How to Protect Against Identity Theft
Retirement Planning

How to Protect Against Identity Theft

Identity theft is a fraudulent practice of stealing another person’s personal information and falsely using it for clearing the person’s checking account, open credit cards, rent a vehicle, get a job, or set up a cell phone service. According to statistics, the highest number of victims of identity theft belong to the age group 50 years and above. Seniors become easy targets for identity theft due to the following reasons.

  • They have a good credit history.
  • Their savings and checking accounts are large.
  • Their debt has been almost paid off.
  • They rarely check their credit reports, and hence, are not aware when something is off with their credit.

Seniors can be targeted for identity theft by not only unknown persons but also caregivers, friends, and relatives. This makes it essential to safeguard personal information and take care what and with whom to share information related to finances. Here are a few tips to protect against identity theft.

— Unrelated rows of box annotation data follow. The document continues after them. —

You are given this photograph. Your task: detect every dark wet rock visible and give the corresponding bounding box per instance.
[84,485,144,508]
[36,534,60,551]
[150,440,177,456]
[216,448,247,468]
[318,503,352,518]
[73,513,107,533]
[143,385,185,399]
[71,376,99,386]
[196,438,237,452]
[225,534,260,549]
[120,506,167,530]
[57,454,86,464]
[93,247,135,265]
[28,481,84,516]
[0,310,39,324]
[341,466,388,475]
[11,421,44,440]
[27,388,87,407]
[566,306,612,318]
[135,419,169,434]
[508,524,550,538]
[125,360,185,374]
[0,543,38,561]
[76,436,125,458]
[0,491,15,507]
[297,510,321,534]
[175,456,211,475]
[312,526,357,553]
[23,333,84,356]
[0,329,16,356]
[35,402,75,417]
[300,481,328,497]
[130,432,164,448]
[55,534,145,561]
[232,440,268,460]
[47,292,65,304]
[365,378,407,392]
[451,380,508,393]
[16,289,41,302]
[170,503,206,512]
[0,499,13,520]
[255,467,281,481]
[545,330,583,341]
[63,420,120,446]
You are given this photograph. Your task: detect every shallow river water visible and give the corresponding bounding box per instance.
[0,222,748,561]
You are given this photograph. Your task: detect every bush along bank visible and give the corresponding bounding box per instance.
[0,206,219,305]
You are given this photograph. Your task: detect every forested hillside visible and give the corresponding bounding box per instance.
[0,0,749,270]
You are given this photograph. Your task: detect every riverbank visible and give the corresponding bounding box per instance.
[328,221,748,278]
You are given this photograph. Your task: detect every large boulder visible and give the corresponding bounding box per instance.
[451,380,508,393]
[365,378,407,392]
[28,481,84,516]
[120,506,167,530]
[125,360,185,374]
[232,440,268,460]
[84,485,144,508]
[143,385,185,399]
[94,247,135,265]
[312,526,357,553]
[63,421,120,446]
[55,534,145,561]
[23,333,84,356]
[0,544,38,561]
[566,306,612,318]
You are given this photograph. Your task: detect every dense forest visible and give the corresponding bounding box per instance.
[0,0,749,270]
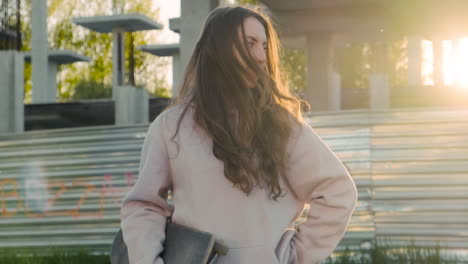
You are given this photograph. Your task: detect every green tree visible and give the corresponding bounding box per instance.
[22,0,169,102]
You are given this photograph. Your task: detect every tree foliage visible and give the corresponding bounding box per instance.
[22,0,169,102]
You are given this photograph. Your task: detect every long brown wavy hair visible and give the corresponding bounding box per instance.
[173,6,308,200]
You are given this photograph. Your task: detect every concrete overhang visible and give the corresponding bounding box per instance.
[24,50,91,64]
[169,17,180,34]
[138,43,180,57]
[260,0,468,39]
[73,13,163,33]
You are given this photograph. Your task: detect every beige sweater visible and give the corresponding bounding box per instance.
[121,106,357,264]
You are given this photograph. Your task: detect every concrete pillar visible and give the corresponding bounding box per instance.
[0,51,24,133]
[31,0,50,103]
[172,53,184,97]
[112,28,125,100]
[135,88,150,124]
[304,34,340,111]
[408,36,423,87]
[369,43,390,109]
[114,85,149,125]
[328,72,341,111]
[369,73,390,110]
[47,61,58,96]
[432,38,444,87]
[113,85,136,125]
[180,0,219,72]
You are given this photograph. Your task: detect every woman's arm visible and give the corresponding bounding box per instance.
[288,124,357,264]
[121,114,171,264]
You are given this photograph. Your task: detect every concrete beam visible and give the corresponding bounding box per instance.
[304,34,341,111]
[73,13,163,33]
[0,51,24,133]
[31,0,49,103]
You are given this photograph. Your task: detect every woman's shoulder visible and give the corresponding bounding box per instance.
[151,104,193,133]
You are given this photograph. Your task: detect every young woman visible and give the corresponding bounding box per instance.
[121,4,357,264]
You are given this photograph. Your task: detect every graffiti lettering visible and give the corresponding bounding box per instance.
[0,173,134,218]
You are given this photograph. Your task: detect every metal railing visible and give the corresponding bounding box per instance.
[0,106,468,256]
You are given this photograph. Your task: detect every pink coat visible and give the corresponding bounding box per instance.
[121,106,357,264]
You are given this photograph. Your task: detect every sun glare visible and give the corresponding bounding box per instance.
[421,38,468,91]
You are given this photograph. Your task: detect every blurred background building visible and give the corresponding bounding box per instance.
[0,0,468,262]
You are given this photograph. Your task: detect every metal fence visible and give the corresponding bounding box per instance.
[0,107,468,256]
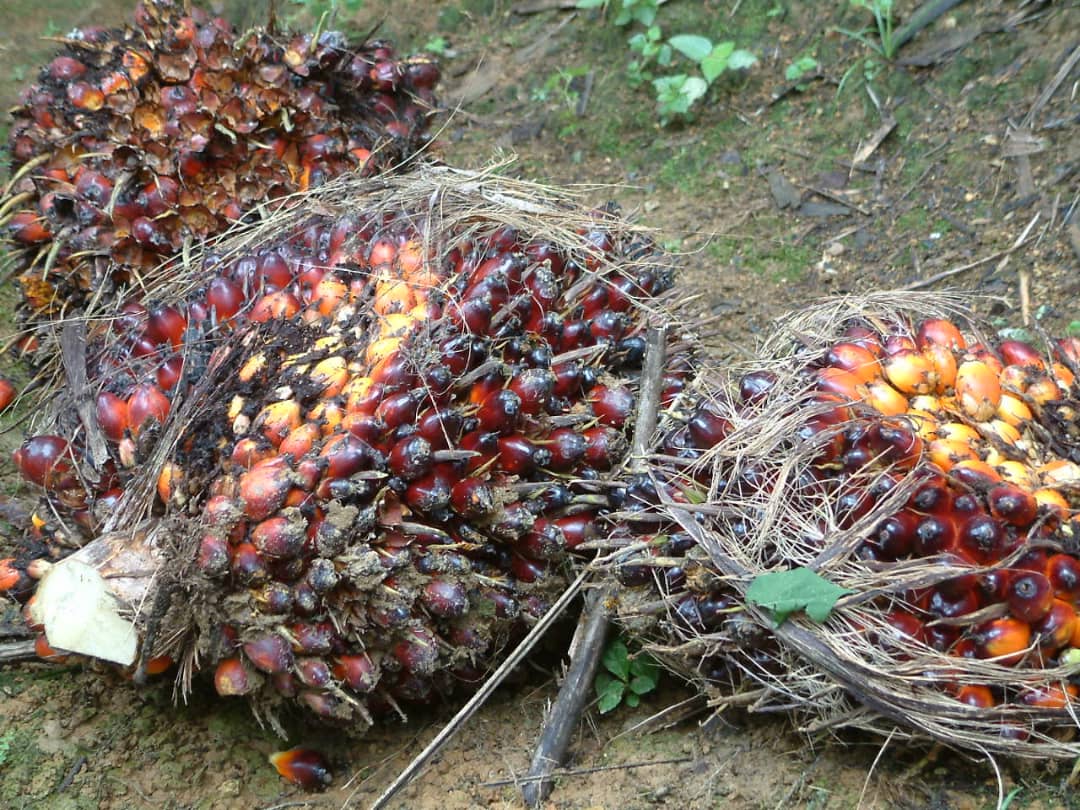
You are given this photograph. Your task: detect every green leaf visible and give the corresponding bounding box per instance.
[746,568,851,624]
[600,638,630,680]
[667,33,713,62]
[701,42,735,84]
[630,675,657,694]
[596,672,626,714]
[728,49,757,70]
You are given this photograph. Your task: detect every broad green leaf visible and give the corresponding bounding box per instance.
[746,568,851,624]
[667,33,713,62]
[630,675,657,694]
[600,638,630,680]
[728,49,757,70]
[596,673,626,714]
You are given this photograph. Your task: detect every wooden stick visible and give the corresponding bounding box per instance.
[522,327,667,807]
[370,568,591,810]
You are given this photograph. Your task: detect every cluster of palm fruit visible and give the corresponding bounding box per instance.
[617,319,1080,725]
[8,193,689,718]
[0,0,438,323]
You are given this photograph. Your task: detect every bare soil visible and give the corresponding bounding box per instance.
[0,0,1080,810]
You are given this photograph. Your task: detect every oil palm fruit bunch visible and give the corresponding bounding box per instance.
[0,0,438,332]
[10,170,687,719]
[616,296,1080,756]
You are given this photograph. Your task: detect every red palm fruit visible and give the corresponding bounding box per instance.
[450,477,498,517]
[420,579,469,619]
[0,377,16,413]
[242,634,293,675]
[146,307,188,349]
[127,382,171,435]
[248,289,301,323]
[295,658,334,688]
[865,378,909,416]
[510,368,556,416]
[927,588,978,619]
[957,514,1004,565]
[206,275,245,322]
[544,428,589,472]
[869,510,922,561]
[498,434,551,475]
[956,684,997,708]
[387,435,433,481]
[278,422,322,460]
[195,535,229,577]
[288,622,337,656]
[251,510,307,559]
[1047,554,1080,602]
[551,361,583,397]
[581,424,626,472]
[375,391,423,431]
[332,653,379,694]
[956,360,1001,422]
[270,748,334,791]
[12,435,71,489]
[998,340,1047,369]
[1031,599,1077,654]
[825,342,880,382]
[972,616,1031,666]
[405,464,455,514]
[881,349,937,396]
[229,543,270,585]
[476,389,522,434]
[392,627,438,675]
[8,211,53,244]
[585,386,635,428]
[252,400,301,447]
[95,391,127,442]
[1005,571,1054,624]
[229,436,278,470]
[214,656,257,698]
[915,318,968,350]
[510,554,548,583]
[913,515,957,557]
[240,456,293,521]
[987,484,1039,528]
[416,408,464,450]
[553,512,599,550]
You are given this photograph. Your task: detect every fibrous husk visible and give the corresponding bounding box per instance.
[606,293,1080,757]
[25,166,690,725]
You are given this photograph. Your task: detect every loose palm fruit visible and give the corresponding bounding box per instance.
[270,748,334,791]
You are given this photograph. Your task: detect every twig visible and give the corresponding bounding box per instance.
[892,0,960,51]
[0,642,38,664]
[901,214,1039,291]
[370,568,591,810]
[478,757,693,787]
[522,327,667,807]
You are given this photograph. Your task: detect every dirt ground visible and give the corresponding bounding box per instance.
[0,0,1080,810]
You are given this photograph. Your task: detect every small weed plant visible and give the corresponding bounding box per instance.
[595,638,660,714]
[578,0,757,125]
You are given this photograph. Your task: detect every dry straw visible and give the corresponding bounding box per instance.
[608,293,1080,757]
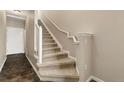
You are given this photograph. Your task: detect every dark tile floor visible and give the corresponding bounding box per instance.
[0,54,40,82]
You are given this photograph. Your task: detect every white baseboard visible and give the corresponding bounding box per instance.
[26,55,41,80]
[0,57,7,72]
[86,76,104,82]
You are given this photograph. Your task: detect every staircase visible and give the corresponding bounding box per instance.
[37,22,79,82]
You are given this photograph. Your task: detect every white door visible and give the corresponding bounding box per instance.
[6,27,24,55]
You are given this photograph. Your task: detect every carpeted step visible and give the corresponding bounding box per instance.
[39,67,79,81]
[43,52,68,61]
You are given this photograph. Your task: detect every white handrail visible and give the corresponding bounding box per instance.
[44,15,80,44]
[38,26,42,63]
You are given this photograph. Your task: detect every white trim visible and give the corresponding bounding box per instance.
[0,57,7,72]
[7,14,26,21]
[26,55,41,80]
[45,15,80,44]
[41,20,62,50]
[86,76,104,82]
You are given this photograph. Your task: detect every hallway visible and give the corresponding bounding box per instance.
[0,54,40,82]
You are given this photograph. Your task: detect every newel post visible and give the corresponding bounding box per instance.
[76,33,93,81]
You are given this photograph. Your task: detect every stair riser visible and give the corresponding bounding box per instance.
[43,44,57,48]
[43,54,68,61]
[43,36,53,40]
[43,33,51,36]
[43,40,55,44]
[43,49,60,55]
[39,63,75,71]
[40,76,79,82]
[43,39,55,43]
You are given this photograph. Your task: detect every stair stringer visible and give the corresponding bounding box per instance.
[40,19,79,75]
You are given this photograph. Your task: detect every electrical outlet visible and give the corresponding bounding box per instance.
[84,64,87,70]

  • Make multiple copies of insurance cards: Under normal circumstances, it is not necessary to carry along original copies of Medicaid, Medicare, or any other health insurance document everywhere. In case these documents are required to be carried around, make copies and keep the original documents at home. However, if it is required to carry the originals for a doctor visit, ensure to remove the cards from the wallet and store it safely once back home. Also, redact the last four digits of Social Security number, so that in the case of theft, minimum personal information is revealed.
  • Do not share personal information over the phone: Be careful about the amount of information given over the phone, especially in case of unsolicited phone calls from salespersons, marketers, and those posing as customer care representatives from banks. Be wary of callers claiming to be from lottery or sweepstake companies. Telephone scams are the most common ways of doing identity theft. Never share Social Security number, credit/debit card information, or bank account details with anyone over the phone.
  • Ensure sensitive documents are secure: Safely store important documents such as Social Security card, extra bank checks, less-frequently used credit cards, credit card statements, tax documents, and insurance papers in a safe box at home. Highly sensitive personal and financial documents can be kept in a safety deposit box of a bank. Never leave the house with important documents scattered about in the open. In case, these documents need to be taken somewhere, immediately store them back safely once back home.
  • Destroy financial and personal documents: Unnecessary documents that contain sensitive personal and financial information should not be thrown away as they are. These documents may have valuable information that can be used by identity thieves. Ensure that such documents are shredded properly. Black out all the sensitive information and then shred the documents.
  • Safeguard the Internet access and computer: Identity and data theft have become quite easy due to technology. A majority of scammers use techniques such as phishing, spamming, and trojans to steal critical information through email. Educate yourself about all these new-age scamming methods. Install anti-virus software on your computer to protect against hacking programs. Never send sensitive personal and financial information through email. Use strong and difficult-to-guess passwords for various accounts and home internet system.